New France president Francois Hollande was critical of Ibra’s transfer last week saying:
“There are teams who manage to win, even in professional sport… without necessarily having very large wages.”
According to the Guardian, Ibrahimovic is reportedly set to earn over €250,000-a-week after tax in a country that already imposes a 75% tax rate for individuals with an annual salary of more than €1 million. Read that again. Ibrahimovic gets €250,000-a-week after tax. So his pre-tax wages are €1 million-a-week. That has to make Ibrahimovic the highest paid athlete (gross wages) in the world.
Ibrahimovic’s wage package has enraged politicians throughout France with sports minister Valérie Fourneyron saying the financial package as being “a reflection of everything that is deplorable about football”.

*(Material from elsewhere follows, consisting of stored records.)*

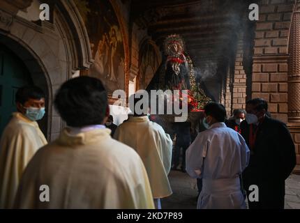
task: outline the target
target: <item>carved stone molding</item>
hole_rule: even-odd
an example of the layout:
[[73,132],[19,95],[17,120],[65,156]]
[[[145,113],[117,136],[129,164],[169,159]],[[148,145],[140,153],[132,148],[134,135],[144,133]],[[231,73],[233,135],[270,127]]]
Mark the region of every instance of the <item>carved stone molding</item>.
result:
[[16,15],[19,10],[24,10],[29,7],[33,0],[1,0],[0,1],[0,8],[6,12]]
[[13,20],[13,15],[0,10],[0,29],[9,31]]

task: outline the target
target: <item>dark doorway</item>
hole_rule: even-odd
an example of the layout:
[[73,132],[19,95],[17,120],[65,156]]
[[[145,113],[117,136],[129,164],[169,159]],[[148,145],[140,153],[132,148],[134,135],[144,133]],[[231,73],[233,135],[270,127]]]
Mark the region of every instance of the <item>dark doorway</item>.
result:
[[0,44],[0,135],[16,112],[15,95],[18,89],[33,84],[24,63],[9,49]]

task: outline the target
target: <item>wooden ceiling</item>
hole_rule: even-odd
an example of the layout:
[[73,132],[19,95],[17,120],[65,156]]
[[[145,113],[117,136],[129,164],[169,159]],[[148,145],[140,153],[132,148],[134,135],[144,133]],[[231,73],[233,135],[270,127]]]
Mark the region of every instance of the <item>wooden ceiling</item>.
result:
[[[247,0],[132,0],[131,20],[158,45],[166,36],[180,34],[196,66],[218,60],[236,43],[250,2]],[[234,43],[233,43],[234,42]]]
[[217,100],[229,61],[234,60],[238,36],[248,29],[248,6],[255,1],[132,0],[130,19],[147,29],[158,46],[168,35],[180,34],[197,68],[196,79]]

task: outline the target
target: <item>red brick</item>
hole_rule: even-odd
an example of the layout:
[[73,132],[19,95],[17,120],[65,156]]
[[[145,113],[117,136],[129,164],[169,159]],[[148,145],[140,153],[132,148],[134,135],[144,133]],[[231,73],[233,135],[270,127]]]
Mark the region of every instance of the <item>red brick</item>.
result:
[[279,72],[287,72],[288,66],[286,63],[279,64]]
[[274,6],[262,6],[260,7],[260,13],[273,13],[274,11],[275,11]]
[[245,104],[246,103],[246,99],[245,98],[238,98],[237,102],[239,104]]
[[271,82],[287,82],[287,73],[271,74],[270,81]]
[[267,47],[264,49],[265,54],[276,54],[278,52],[278,47]]
[[285,13],[283,15],[284,21],[290,21],[292,20],[292,13]]
[[267,63],[262,65],[262,72],[276,72],[277,63]]
[[287,92],[287,83],[279,83],[279,91],[280,92]]
[[287,45],[287,39],[273,40],[272,43],[273,46],[285,46]]
[[263,92],[277,92],[278,91],[278,84],[268,83],[262,84],[262,91]]
[[288,54],[289,49],[287,49],[287,47],[279,47],[279,53],[280,54]]
[[257,22],[256,24],[256,30],[271,30],[273,28],[271,22]]
[[275,23],[275,29],[287,29],[290,28],[290,22],[283,22]]
[[269,74],[258,73],[252,75],[252,81],[253,82],[269,82]]
[[261,67],[262,65],[260,63],[254,63],[253,66],[253,72],[261,72]]
[[270,98],[272,102],[287,102],[287,93],[271,93]]
[[287,115],[285,114],[272,114],[272,117],[285,123],[287,123]]
[[258,91],[260,92],[260,83],[253,83],[252,84],[252,91]]
[[278,6],[277,8],[277,12],[278,13],[285,13],[285,12],[292,12],[293,10],[294,5],[284,5],[284,6]]
[[255,42],[255,47],[268,47],[271,45],[271,41],[269,40],[256,40]]
[[288,31],[280,31],[280,37],[287,37],[289,36]]
[[287,113],[287,104],[279,104],[279,112]]
[[243,98],[243,94],[241,93],[234,93],[232,94],[233,98]]
[[246,88],[238,88],[238,92],[246,93]]
[[268,21],[280,21],[281,18],[281,14],[269,14]]
[[264,48],[254,48],[254,54],[262,54],[264,51]]
[[255,38],[259,39],[259,38],[263,38],[264,36],[264,31],[257,31],[255,32]]
[[266,38],[275,38],[278,36],[279,36],[278,31],[266,32]]
[[269,103],[268,111],[270,112],[278,112],[278,104]]
[[252,93],[252,98],[263,98],[267,102],[269,101],[269,93]]

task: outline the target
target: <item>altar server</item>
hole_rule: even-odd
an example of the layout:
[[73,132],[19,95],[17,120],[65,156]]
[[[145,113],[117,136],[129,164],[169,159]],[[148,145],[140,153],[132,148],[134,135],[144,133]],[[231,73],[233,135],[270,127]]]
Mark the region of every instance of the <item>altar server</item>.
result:
[[142,161],[110,137],[101,82],[80,77],[62,85],[55,107],[68,127],[29,162],[18,208],[153,208]]
[[36,86],[16,93],[17,112],[0,141],[0,209],[11,208],[21,176],[38,148],[47,144],[36,121],[45,114],[45,95]]
[[246,208],[239,175],[248,166],[250,151],[241,134],[224,123],[224,106],[209,103],[204,113],[209,128],[186,151],[187,172],[203,178],[197,208]]
[[147,109],[140,107],[138,110],[140,95],[130,96],[129,105],[134,115],[128,121],[121,124],[114,137],[133,148],[142,158],[150,181],[152,194],[160,208],[161,198],[168,197],[172,192],[167,175],[171,169],[172,141],[158,124],[150,121]]

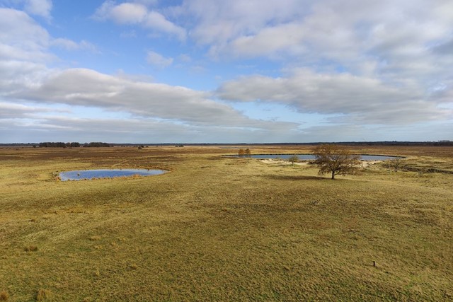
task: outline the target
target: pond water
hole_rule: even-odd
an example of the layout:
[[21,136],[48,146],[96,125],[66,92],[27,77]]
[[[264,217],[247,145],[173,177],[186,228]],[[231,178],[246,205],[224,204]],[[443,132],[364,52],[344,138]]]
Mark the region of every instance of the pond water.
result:
[[93,178],[111,178],[122,176],[149,176],[165,173],[165,170],[147,169],[100,169],[100,170],[79,170],[74,171],[61,172],[59,178],[62,181],[81,180]]
[[[250,157],[253,158],[258,159],[288,159],[293,155],[297,156],[299,160],[309,160],[314,159],[313,154],[256,154],[251,155]],[[235,156],[236,157],[244,157]],[[389,159],[400,158],[397,156],[386,156],[384,155],[361,155],[360,159],[362,161],[386,161]]]

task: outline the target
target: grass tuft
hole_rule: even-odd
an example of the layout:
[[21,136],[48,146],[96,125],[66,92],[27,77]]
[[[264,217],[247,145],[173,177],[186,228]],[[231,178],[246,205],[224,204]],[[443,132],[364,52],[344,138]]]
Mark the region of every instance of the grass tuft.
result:
[[0,301],[7,301],[9,298],[9,294],[6,291],[0,291]]
[[48,289],[40,289],[36,294],[37,301],[50,301],[53,298],[53,294]]
[[36,245],[28,245],[25,246],[23,248],[23,250],[25,250],[25,252],[37,252],[38,247]]

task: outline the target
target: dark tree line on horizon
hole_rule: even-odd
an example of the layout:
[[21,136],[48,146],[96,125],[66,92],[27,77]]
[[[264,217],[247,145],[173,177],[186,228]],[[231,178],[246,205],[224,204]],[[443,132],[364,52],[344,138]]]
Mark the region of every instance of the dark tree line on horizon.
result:
[[[44,142],[44,143],[9,143],[9,144],[0,144],[0,146],[41,146],[41,144],[47,144],[47,146],[50,146],[51,144],[59,144],[58,148],[68,148],[71,146],[68,146],[68,144],[79,144],[79,143],[63,143],[63,142]],[[336,144],[337,145],[348,145],[348,146],[453,146],[453,141],[442,140],[437,141],[342,141],[342,142],[311,142],[311,143],[194,143],[194,144],[177,144],[176,145],[185,145],[185,146],[264,146],[264,145],[281,145],[281,146],[303,146],[303,145],[320,145],[325,144]],[[65,146],[63,146],[63,145]],[[80,144],[79,146],[85,147],[99,147],[99,146],[174,146],[175,143],[101,143],[101,142],[91,142]],[[45,147],[46,146],[43,146]]]
[[[33,145],[35,146],[36,145]],[[43,142],[39,144],[40,148],[79,148],[79,147],[110,147],[112,145],[108,143],[91,142],[81,144],[78,142],[63,143],[59,142]]]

But Raiola issued a firm response, stating that as PSG are a private institution, the government should not criticise or seek to curtail their activities. He also pointed out that the Qatari owners of the club are fully entitled to carry out their plans to fruition.
“You have to understand things. The money spent by PSG is not public money, but a private investor,” he said.
“I believe that France and Ligue 1 should just be happy that the people of Qatar have invested in football. I understand that these gentlemen of Qatar want to invest in other major sectors.
“If I read correctly, they also want to invest by buying weapons and other things and Mr Hollande would do well to be more open.
“Or if they do not want them as investors they should expel them from the country. But remember that the salary of Zlatan produces significant income taxes in France.
“Why do not the Arabs invest in our country [Italy]? It’s something we all need to ask.
“The way it is structured in Italy, politics, lack of infrastructure means that investment goes elsewhere.”
PSG are making even Manchester City look like paupers in this transfer window. In addition to Ibrahimovic they have also bought Marco Verratti, Thiago Silva and Ezquiel Lavezzi this summer. There spending makes a mockery of Uefa’s supposed Financial Fair Play rules, which will be made meaningless if PSG win the Champions League this year, which is a real possibility.